How we cite our quotes:
Mama! Mama! My turtledove,
send me to the prince's ball!
The bird dropped down a golden dress
and delicate little gold slippers. (58-61)
Cinderella isn't fit to go to the ball, and why not? Because she's poor. She must look wealthy in order to be noticed by the prince, so she has to wish for things that will make her look wealthy. A gold dress and shoes do the trick. Later the poem says that her stepfamily didn't even recognize Cinderella without her dirty face, which is another way of saying that wealth turns you into a different person altogether.
At the wedding ceremony
the two sisters came to curry favor
and the white dove pecked their eyes out. (95-97)
The stepsisters here are still trying to reap some of the benefits that come from knowing a royal family, and based on the rest of the poem, those benefits are almost surely monetary. The dove is having none of it: ultimate justice, in this poem, is measured by allowing or denying people wealth. Even though they come from a wealthy family, the stepsisters want more, and are punished for it.

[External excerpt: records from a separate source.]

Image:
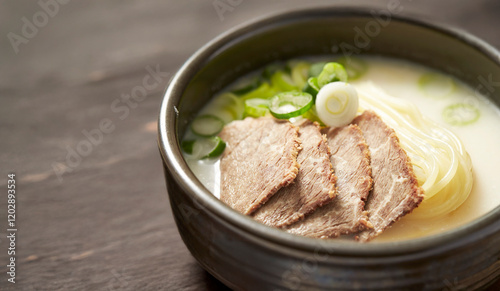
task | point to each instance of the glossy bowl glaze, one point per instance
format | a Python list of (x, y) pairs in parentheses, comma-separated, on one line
[(246, 255)]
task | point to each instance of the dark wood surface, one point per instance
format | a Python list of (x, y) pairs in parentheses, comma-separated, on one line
[(104, 223)]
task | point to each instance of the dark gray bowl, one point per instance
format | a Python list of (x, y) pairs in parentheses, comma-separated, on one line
[(247, 255)]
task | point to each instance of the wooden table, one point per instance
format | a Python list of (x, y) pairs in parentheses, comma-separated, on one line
[(92, 209)]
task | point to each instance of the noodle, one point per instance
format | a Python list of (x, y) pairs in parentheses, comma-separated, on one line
[(442, 166)]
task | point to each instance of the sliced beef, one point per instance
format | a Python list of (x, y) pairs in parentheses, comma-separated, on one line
[(351, 162), (395, 188), (260, 158), (313, 187)]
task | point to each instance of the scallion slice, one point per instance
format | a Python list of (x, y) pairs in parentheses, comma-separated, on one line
[(461, 114), (332, 72), (354, 67), (256, 107), (207, 125), (290, 104)]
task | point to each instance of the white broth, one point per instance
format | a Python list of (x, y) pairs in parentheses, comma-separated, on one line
[(480, 138)]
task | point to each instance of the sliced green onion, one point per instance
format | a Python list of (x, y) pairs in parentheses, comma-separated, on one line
[(436, 85), (225, 106), (290, 104), (246, 85), (461, 114), (300, 73), (332, 72), (187, 146), (256, 107), (354, 67), (264, 91), (204, 148), (316, 69), (207, 125), (270, 70), (312, 87), (282, 81)]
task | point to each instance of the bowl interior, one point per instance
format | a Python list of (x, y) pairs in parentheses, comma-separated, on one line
[(312, 33)]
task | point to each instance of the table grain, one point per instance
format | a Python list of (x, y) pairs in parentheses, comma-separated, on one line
[(92, 208)]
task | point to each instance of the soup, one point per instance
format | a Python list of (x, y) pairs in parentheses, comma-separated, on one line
[(440, 99)]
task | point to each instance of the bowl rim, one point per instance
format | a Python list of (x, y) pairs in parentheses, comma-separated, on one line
[(174, 162)]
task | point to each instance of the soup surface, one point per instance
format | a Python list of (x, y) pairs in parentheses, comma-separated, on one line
[(432, 96)]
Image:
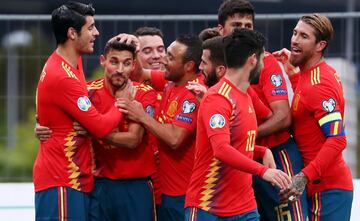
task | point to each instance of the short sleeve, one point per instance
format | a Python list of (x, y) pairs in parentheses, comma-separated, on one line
[(216, 115)]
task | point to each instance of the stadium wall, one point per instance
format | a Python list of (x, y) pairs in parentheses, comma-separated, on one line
[(17, 202)]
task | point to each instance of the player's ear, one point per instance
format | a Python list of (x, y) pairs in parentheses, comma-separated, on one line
[(102, 60), (252, 60), (71, 33), (320, 46), (220, 29), (220, 71)]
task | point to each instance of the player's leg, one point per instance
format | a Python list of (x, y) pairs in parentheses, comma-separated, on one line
[(127, 200), (141, 203), (172, 208), (194, 214), (96, 196), (331, 205), (62, 203), (288, 159)]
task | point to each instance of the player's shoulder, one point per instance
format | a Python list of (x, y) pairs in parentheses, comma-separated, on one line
[(96, 84), (143, 87), (323, 75), (269, 58), (221, 90)]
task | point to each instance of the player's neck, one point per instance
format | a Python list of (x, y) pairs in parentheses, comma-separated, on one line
[(187, 77), (239, 78), (69, 54), (311, 62)]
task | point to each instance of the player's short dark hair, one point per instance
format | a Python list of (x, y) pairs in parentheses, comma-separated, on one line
[(231, 7), (323, 28), (116, 45), (71, 14), (208, 33), (241, 44), (194, 49), (216, 47), (143, 31)]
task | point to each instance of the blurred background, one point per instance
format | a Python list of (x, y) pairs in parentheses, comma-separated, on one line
[(27, 40)]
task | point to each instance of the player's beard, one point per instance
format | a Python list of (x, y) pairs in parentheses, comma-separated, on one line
[(211, 79), (115, 83), (255, 74)]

never bothered by diapers or dust (3)
This quote toward the end of the poem brings back all the example stories at the beginning. The "diapers" and "dust" are reminiscent of the duties of the nursemaid and charwoman, and more generally of the things wealthy people don't have to deal with. Saying that Cinderella and the prince are "never bothered" by these dirty things is, in part, saying that they were very rich.